SOME said it was going to be nothing more than a R1 engine bolted into a 500 GP chassis. But these first stripdown shots of Yamaha’s M1 four-stroke prove that couldn’t be further from the truth.
Exact details of the M1 are still sketchy, with Yamaha still only saying the bike is under the 990cc capacity limit and weighs a little over the 145kg (319lb) limit for the engine configuration.
Power output is fractionally up on the current YZR500 GP bike, making around 200bhp at 15,000 rpm, but according to the men involved in the project the M1 has a higher torque output and a greater spread of power.
It can clearly be seen from the pictures that the main spars of the Deltabox-type aluminium frame are a similar configuration to the YZR ridden by Max Biaggi and Noriyuki Haga in GPs.
But the M1 spar section is much beefier to cope with the huge forces that over 200bhp will place on the chassis.
The suspension and brakes are also closely related to GPs, with forks that appear identical to those on the YZR, and massive, radially- mounted Brembo calipers gripping carbon discs.
What still remains a mystery is the cone-shaped black structure on the rear hugger. A 2D datalogging sensor can clearly be seen attached to it, but what purpose it serves has not yet been revealed.

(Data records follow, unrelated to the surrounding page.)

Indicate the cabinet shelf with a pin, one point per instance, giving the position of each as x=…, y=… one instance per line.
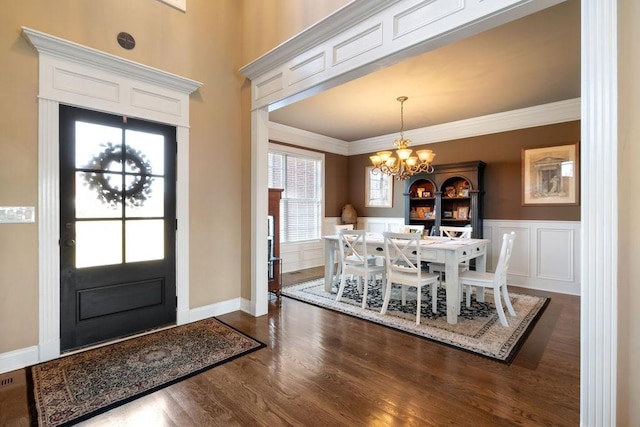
x=452, y=189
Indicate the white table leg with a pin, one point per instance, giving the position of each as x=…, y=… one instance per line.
x=452, y=287
x=329, y=263
x=481, y=265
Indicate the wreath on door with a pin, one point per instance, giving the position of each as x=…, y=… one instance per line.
x=136, y=192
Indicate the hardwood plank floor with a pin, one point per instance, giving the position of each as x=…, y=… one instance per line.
x=329, y=369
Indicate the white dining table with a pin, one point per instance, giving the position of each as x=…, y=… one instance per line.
x=445, y=250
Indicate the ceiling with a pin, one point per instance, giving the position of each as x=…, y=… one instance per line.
x=532, y=61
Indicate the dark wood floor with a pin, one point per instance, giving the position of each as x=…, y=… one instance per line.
x=324, y=368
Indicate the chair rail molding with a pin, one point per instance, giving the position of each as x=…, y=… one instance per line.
x=77, y=75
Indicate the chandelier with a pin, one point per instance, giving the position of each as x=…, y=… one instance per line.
x=406, y=164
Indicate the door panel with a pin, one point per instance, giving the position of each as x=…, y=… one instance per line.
x=117, y=230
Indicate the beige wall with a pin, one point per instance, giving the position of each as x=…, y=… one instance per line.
x=502, y=152
x=204, y=45
x=266, y=24
x=628, y=208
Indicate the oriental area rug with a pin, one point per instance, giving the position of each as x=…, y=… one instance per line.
x=478, y=329
x=74, y=388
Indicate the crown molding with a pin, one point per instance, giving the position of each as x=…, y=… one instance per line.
x=70, y=51
x=541, y=115
x=342, y=19
x=303, y=138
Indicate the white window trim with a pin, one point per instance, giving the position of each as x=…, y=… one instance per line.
x=315, y=155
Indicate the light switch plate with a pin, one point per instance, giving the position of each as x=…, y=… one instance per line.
x=17, y=214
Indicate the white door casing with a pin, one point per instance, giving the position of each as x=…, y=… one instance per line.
x=77, y=75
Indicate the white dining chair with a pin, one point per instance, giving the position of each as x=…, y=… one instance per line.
x=356, y=262
x=497, y=281
x=339, y=227
x=418, y=229
x=402, y=258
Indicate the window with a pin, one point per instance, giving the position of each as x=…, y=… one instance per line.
x=300, y=174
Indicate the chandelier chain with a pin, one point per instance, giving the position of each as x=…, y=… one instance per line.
x=405, y=165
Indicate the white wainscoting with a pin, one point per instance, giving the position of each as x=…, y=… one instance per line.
x=546, y=254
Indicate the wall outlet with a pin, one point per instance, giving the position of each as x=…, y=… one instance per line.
x=17, y=214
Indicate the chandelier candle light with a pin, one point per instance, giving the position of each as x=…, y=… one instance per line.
x=383, y=161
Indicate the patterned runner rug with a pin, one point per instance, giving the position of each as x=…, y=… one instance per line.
x=76, y=387
x=478, y=329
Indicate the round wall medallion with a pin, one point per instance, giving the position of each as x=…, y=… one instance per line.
x=126, y=40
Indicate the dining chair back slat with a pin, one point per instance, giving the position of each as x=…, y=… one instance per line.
x=403, y=261
x=355, y=261
x=497, y=280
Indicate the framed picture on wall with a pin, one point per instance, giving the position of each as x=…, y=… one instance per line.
x=551, y=175
x=378, y=189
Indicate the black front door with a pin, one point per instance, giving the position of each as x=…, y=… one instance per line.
x=117, y=226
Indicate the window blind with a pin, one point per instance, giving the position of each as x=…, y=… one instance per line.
x=299, y=173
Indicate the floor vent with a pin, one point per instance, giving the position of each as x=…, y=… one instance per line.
x=11, y=379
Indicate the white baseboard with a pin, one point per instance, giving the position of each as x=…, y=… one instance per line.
x=18, y=359
x=21, y=358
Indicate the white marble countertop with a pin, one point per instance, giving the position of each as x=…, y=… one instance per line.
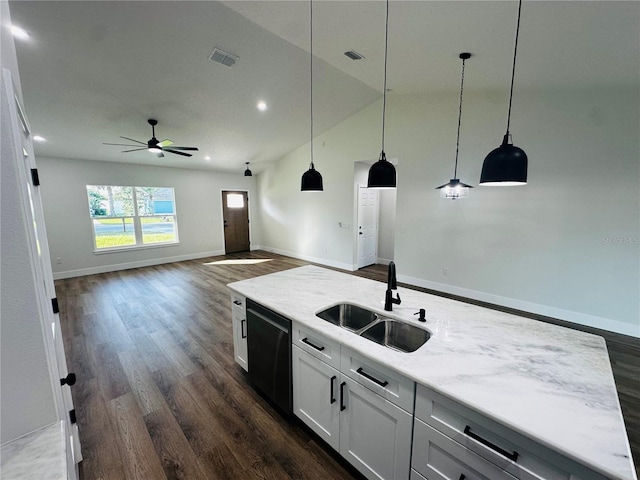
x=552, y=384
x=40, y=454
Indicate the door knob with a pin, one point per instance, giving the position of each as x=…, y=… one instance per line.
x=68, y=380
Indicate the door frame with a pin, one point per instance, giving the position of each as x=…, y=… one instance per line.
x=249, y=194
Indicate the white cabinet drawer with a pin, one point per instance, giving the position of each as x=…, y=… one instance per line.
x=512, y=452
x=387, y=383
x=317, y=345
x=438, y=457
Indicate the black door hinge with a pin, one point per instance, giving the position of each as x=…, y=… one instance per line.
x=35, y=178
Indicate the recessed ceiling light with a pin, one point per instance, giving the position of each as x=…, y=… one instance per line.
x=19, y=32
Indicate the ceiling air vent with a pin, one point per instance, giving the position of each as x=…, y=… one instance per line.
x=224, y=58
x=353, y=55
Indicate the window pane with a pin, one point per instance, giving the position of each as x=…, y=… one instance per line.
x=110, y=201
x=113, y=232
x=235, y=200
x=155, y=201
x=158, y=229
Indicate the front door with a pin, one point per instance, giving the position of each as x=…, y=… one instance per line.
x=235, y=213
x=367, y=242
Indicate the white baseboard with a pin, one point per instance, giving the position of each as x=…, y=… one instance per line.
x=322, y=261
x=601, y=323
x=125, y=266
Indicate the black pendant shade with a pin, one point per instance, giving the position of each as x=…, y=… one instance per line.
x=382, y=174
x=311, y=180
x=507, y=164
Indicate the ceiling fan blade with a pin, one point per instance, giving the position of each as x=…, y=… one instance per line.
x=134, y=150
x=120, y=144
x=134, y=140
x=176, y=152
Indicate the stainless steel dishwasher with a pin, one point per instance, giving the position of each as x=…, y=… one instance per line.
x=269, y=354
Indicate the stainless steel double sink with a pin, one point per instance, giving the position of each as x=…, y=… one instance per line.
x=368, y=324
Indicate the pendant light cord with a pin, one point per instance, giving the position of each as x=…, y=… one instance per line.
x=384, y=92
x=455, y=169
x=311, y=76
x=513, y=70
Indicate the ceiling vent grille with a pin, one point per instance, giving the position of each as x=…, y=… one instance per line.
x=353, y=55
x=226, y=59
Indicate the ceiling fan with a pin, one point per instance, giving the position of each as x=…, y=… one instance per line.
x=153, y=145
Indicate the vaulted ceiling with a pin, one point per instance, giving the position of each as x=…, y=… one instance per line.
x=93, y=71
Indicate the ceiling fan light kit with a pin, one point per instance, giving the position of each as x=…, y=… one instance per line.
x=507, y=164
x=311, y=179
x=154, y=146
x=455, y=188
x=382, y=174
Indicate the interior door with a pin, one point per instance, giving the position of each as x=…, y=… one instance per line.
x=42, y=270
x=367, y=242
x=235, y=213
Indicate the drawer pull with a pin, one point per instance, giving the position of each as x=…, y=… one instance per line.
x=305, y=340
x=373, y=379
x=511, y=456
x=332, y=398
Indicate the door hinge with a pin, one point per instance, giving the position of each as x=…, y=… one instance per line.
x=35, y=178
x=54, y=304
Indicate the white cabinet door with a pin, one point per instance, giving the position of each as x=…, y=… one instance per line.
x=239, y=324
x=316, y=395
x=375, y=434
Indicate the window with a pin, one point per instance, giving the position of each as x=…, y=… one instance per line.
x=131, y=217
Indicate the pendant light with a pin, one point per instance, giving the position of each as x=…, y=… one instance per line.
x=311, y=179
x=455, y=188
x=382, y=174
x=507, y=164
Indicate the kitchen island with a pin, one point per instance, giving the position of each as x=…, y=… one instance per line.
x=550, y=384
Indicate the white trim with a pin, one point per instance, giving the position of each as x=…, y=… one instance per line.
x=308, y=258
x=585, y=319
x=143, y=263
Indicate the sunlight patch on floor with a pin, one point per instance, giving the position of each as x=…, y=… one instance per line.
x=247, y=261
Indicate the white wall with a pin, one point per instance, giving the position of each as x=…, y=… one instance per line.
x=565, y=245
x=198, y=207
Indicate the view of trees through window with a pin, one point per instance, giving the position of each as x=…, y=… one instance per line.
x=124, y=216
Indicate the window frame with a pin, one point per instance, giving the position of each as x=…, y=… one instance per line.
x=137, y=221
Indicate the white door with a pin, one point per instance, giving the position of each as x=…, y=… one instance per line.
x=375, y=434
x=316, y=395
x=39, y=248
x=367, y=242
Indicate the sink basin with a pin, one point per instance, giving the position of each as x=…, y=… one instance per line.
x=397, y=335
x=348, y=316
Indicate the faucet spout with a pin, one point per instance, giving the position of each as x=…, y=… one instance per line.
x=392, y=284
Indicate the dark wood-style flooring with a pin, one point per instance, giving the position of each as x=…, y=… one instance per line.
x=159, y=395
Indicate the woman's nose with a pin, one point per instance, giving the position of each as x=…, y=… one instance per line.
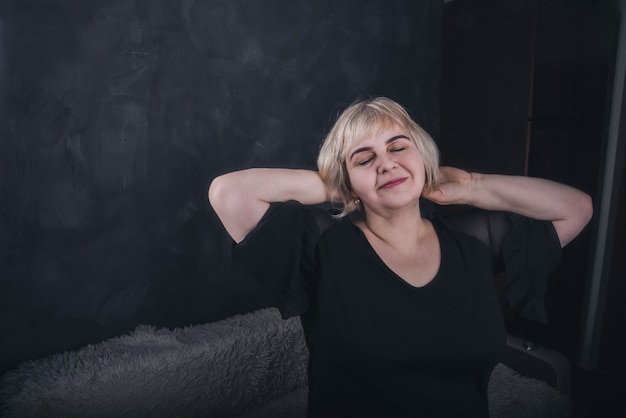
x=385, y=163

We do know that the M1 uses a familiar trait of five-valve heads, a six-speed cassette-type gearbox and a dry clutch.
These pictures reveal exactly how compact the new engine is – it makes road-going motors like the R1’s 998cc four look massive. It’s dwarfed by the huge radiator needed to shed the enormous amount of heat it generates, and even the carbon-fibre airbox looks almost as big as the engine it feeds.
More details of the M1 are expected to be released later this week.